Simply done by having two layered Replay Buffer. One layer is Full Memory and second layer is optimized Fast Memory. When we query experience from replay buffer for self-play we doing it from fast memory, which is nothing else as classic implementation of replay buffer. However once a time, hyperparameter to be tuned, we query several episode from full memory, re-assign credit, and push to fast memory. Sizes of both full memory and fast memory is configurable to cover accurate enough approximation of n-step GAE, and benefit from more diverse Floating Step signal. Same time this approach allows to have multiple fast memory instances, and therefore different re-assign of credit approaches can be done per fast memory, which can allows separate learning experience algorithm, like HER, per algorithm as I described in BNPO blog post. Overall performance overhead depends on hyperparameters, but I found it works reasonable in my test with only 10% to 20% slowdown, however my tests are just for brief demonstration no full evaluation of this approach.

Importance Resampling

As I described briefly at B(N)PO post, Importance Resampling(IR) may play quite a role in B(N)PO, in particular in D(D)PG. However keeping up to date IR-ratio, ratio of how more probable is our new policy will come with experienced transition rather than the old policy, can be quite performance overkill. Imagine recalculating it every time per buffer sample, which is in fact for every self-play. There our Replay Buffer Recalculation, described above, can save the day. By our double layered memory buffers, we will keep recalculating ratio only few times (but for full episode!), but using it many more times.
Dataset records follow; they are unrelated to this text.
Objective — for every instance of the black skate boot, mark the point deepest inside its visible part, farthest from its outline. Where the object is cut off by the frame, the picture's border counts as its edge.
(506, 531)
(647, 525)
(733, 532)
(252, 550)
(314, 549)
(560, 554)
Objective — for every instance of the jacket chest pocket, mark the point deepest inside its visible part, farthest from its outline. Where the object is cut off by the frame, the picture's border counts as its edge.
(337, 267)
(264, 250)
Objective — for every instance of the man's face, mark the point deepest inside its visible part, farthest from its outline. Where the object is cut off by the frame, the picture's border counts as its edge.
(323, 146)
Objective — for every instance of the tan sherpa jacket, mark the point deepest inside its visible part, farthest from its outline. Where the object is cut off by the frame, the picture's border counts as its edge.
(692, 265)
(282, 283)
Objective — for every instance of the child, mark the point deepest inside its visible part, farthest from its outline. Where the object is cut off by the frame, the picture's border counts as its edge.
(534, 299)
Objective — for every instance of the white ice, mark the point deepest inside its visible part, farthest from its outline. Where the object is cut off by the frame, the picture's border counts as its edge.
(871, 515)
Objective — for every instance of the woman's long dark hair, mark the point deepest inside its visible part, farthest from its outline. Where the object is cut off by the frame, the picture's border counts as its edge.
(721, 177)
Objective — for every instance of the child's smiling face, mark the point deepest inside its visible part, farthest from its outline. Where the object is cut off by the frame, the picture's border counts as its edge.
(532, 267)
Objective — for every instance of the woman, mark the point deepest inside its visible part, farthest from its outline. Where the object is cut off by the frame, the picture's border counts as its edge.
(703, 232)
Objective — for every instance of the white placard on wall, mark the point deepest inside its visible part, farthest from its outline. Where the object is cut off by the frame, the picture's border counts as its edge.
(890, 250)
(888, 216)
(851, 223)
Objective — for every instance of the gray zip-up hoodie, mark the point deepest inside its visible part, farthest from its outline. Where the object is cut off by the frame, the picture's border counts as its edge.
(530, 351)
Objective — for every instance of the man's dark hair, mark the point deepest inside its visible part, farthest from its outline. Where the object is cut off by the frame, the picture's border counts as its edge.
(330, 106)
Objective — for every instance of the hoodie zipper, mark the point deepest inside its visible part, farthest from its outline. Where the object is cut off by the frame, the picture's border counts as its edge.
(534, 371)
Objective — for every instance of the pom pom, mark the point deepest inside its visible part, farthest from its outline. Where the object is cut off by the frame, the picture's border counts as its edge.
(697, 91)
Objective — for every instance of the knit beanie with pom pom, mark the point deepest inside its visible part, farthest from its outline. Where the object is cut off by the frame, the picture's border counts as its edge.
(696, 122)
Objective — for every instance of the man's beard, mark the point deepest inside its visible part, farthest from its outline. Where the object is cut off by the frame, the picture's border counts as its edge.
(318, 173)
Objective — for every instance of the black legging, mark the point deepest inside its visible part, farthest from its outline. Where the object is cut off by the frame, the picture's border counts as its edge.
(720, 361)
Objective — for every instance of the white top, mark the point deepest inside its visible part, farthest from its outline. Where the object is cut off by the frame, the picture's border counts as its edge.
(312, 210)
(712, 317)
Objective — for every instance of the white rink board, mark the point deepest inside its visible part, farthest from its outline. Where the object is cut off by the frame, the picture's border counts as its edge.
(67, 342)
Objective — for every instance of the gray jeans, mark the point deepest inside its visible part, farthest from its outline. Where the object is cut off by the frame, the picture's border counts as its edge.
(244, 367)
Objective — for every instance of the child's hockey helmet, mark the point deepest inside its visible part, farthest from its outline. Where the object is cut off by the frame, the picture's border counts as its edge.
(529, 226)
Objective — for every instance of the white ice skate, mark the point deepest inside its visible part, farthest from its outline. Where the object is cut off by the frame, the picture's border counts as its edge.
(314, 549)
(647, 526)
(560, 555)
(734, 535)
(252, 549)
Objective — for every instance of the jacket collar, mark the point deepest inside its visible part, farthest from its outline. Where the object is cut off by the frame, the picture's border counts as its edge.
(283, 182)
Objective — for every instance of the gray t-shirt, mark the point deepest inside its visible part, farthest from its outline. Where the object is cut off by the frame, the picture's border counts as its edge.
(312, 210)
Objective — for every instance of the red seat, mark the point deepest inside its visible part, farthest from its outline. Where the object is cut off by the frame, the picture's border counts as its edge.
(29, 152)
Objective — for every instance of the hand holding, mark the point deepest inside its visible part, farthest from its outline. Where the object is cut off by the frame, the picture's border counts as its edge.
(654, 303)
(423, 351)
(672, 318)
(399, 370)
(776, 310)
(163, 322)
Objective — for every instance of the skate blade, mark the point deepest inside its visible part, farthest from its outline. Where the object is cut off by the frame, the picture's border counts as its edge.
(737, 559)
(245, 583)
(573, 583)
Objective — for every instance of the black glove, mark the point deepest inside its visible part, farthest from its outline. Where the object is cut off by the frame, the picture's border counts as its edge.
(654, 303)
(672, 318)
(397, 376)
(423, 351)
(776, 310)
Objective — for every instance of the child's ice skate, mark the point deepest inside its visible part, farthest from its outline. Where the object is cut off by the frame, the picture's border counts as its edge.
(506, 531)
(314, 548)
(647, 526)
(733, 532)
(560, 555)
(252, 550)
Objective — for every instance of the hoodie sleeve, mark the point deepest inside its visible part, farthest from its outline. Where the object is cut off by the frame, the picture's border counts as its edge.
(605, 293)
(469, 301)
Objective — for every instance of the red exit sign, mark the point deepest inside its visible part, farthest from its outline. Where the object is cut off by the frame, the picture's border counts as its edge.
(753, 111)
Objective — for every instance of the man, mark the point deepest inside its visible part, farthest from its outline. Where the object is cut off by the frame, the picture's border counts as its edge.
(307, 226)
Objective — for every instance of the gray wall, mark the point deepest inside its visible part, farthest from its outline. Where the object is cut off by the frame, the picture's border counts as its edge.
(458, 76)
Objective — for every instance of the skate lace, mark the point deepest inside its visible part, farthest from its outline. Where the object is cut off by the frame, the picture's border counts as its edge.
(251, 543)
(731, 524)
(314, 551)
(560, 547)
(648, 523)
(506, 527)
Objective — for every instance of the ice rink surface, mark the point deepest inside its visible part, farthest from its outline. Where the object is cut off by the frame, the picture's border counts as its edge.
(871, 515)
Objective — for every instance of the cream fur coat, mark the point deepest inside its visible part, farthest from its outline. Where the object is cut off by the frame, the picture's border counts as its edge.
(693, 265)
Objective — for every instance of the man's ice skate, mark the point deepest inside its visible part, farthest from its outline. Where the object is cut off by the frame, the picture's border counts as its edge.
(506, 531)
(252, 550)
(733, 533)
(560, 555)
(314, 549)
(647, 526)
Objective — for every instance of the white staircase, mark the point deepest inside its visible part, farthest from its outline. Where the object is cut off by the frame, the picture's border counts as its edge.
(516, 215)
Actually same idea behind recalculation for HER algorithm. And as for keeping it up to date you need to tune hyperparameters like : memory_size, optim_pool_size, and optim_epochs. Memory size tells you how far to memory you want look, optim pool size will control life span of recalculated IR-ratio. As for code to reflect IR-ratio, you can check calculation of IR ratio and PER buffer utilization.